The joint published statement from Presidents Duque and Biden following their meeting covered the complexity of the U.S.-Colombia agenda, including security cooperation, counternarcotics and migration, but also mentioning peace accord implementation, racial equity, sustainable energy, and human rights. And indeed the United States is actively supporting some of these vital goals, including through USAID’s strategic programs working with Afro-Colombian and indigenous communities, advancing land titling, and supporting victims’ quests for truth and justice.
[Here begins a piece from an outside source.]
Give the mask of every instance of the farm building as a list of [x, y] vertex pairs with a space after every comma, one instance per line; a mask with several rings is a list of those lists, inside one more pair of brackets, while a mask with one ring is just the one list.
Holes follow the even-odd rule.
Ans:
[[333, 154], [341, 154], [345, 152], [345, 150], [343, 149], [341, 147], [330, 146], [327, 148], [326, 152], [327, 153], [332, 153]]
Yet the Presidents’ public remarks, and the main takeaways of the encounter, showed two Presidents using each other. Biden using Colombia on Ukraine, countering Russian influence in Latin America, and absorbing refugees. Duque trying to shore up his party’s international image a mere three days before Colombia’s congressional elections. The Presidents’ speeches were remarkable for what they failed to focus on. And that was—Colombia. Especially the ongoing human rights crisis in the country.
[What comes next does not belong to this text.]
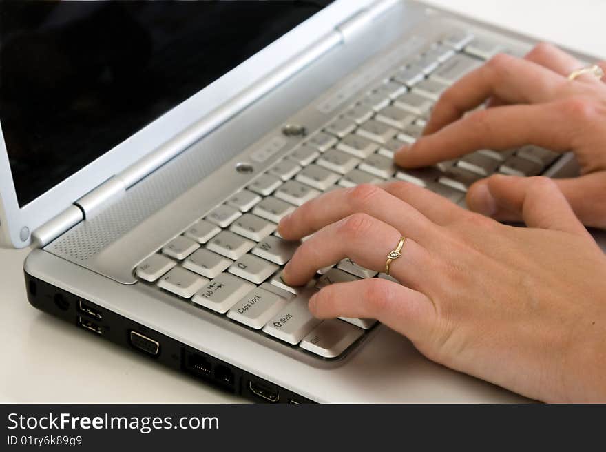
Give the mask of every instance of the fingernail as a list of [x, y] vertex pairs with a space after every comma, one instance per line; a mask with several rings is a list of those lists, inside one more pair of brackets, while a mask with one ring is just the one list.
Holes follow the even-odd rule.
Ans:
[[470, 195], [472, 209], [486, 216], [492, 216], [497, 212], [497, 201], [490, 194], [488, 183], [478, 184]]
[[313, 314], [315, 311], [315, 305], [317, 303], [317, 296], [312, 295], [311, 298], [309, 298], [309, 301], [307, 303], [307, 307], [309, 309], [309, 311]]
As I listened to Presidents Biden and Duque congratulate each other and talk about Ukraine, migration, and the wonders of U.S.-Colombian security cooperation, I kept thinking about the Colombians who are struggling to build peace on the ground, task made more difficult by an unraveling peace accord. The 138 human rights defenders killed in Colombia last year, according to Front Line Defenders, more than in any country in the world, three times more than in the next most dangerous country. The Afro-Colombian leaders at risk for leading their communities to eradicate coca without enough support and protection from the Colombian government. The indigenous communities facing forced recruitment of their children by illegal armed groups. The leaders struggling to convince the government to faithfully implement the promises of the accords’ Ethnic Chapter. The over 300 former FARC combatants who laid down their weapons—and were killed. The more than 78,000 Colombians forced to flee their homes last year in a conflict that never ends. The brave victims who are putting their trust in the transitional justice system and giving their heart-wrenching testimony and reports to the Truth Commission and the Special Jurisdiction Court (JEP). The undaunted women who won’t stop trying to ensure justice for the crimes of sexual violence that occurred in the armed conflict.
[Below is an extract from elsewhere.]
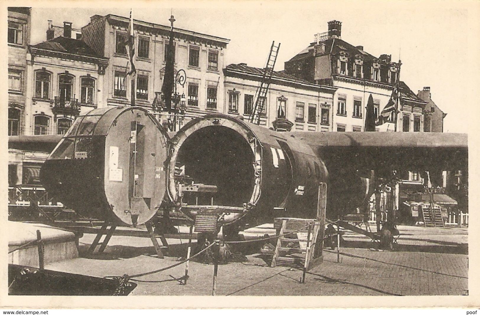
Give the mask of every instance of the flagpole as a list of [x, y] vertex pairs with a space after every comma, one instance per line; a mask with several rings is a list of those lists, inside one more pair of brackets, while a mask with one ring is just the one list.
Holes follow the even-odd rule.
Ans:
[[400, 68], [402, 66], [402, 61], [398, 58], [398, 75], [397, 76], [396, 100], [395, 101], [395, 129], [396, 132], [396, 125], [398, 123], [398, 102], [400, 101]]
And I am thinking about the young people of the Primera Línea, who demonstrated for their rights, and were teargassed, wounded, and killed by police. The people of Siloé, Cali, who were shot at by public security forces as they gathered for a candlelight vigil for a young man who was killed the day before. The indigenous MINGA, bringing their music and their peaceful determination, who were attacked by armed civilians and police. The human rights defenders, faith leaders, and first-aid brigades who tried to help the protesters—and became targets themselves. The mothers and fathers of the young people killed in the protests, who have yet to see justice for what happened to their sons and daughters.

The killing of human rights defenders in Colombia is unabated. The right to protest is under assault. Colombia’s fraying peace accord desperately needs attention. But that didn’t seem to be the subject of our Presidents’ conversation.